Cosa vorresti dire ai ragazzi della tua età oggi dopo tutto quello che sta accadendo?
Vorrei dirgli di smettere di guardare quei programmacci alla televisione o almeno di informarsi correttamente. Inoltre, vorrei dirgli di cercare di cambiare le cose. Ma alla fine sono loro che decidono… mi sento spesso come un usignolo che canta speranzoso ma che spesso canta solo per se stesso.

Ora voglio farti una domanda io… Secondo te cosa penserebbero Montanelli e Garibaldi?

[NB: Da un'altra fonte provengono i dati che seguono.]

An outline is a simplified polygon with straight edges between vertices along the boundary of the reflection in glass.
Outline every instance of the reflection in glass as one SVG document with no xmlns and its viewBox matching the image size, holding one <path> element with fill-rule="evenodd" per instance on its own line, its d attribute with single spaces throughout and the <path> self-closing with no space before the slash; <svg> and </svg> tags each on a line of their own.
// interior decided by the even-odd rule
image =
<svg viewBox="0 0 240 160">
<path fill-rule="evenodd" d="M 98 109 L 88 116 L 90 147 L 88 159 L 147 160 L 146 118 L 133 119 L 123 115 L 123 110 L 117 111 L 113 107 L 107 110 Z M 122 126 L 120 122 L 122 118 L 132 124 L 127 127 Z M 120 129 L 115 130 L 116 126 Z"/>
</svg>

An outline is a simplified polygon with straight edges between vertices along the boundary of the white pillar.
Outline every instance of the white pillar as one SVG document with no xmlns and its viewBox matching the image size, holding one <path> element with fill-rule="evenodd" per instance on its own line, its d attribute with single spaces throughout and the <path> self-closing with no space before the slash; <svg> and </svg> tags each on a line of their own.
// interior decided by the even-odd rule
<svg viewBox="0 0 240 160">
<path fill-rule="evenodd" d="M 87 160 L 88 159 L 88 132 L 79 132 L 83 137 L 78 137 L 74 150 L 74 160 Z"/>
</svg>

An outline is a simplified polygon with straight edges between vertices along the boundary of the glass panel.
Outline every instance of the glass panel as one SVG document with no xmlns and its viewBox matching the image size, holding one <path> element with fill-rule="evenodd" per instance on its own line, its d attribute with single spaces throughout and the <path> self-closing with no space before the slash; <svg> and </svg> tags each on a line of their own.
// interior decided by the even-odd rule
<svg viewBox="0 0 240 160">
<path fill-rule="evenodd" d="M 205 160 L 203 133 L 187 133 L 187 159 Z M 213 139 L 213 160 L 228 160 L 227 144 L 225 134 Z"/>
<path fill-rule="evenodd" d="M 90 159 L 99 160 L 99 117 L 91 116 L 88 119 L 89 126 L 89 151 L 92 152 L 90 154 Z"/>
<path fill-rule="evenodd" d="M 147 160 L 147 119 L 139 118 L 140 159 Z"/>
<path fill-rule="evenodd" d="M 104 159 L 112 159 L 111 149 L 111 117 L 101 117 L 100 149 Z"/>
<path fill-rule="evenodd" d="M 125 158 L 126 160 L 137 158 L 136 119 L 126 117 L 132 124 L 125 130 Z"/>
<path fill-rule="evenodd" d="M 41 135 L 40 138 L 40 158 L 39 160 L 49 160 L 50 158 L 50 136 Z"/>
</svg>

Secondo me Garibaldi ci ripenserebbe 2 volte prima di sacrificarsi insieme ai 1000 per unire l’Italia. Per quanto riguarda Montanelli lui già aveva previsto tutto questo: a parte gli scandali sessuali che sono di minor importanza visto il passato di B, la sua lungimiranza era spaventosa, di sicuro avrebbe fatto la fine di Travaglio o Vauro, ovvero intervenire gratis nelle trasmissioni!
Ti dico un’ultima cosa, non sei sola, sembri sola perché nè nei media nè per strada la gente ha il coraggio di farsi avanti, perché convinta come te di essere sola. Dobbiamo uscire tutti fuori senza paura. Perché poi dovremmo averla? Cosa diciamo di sbagliato?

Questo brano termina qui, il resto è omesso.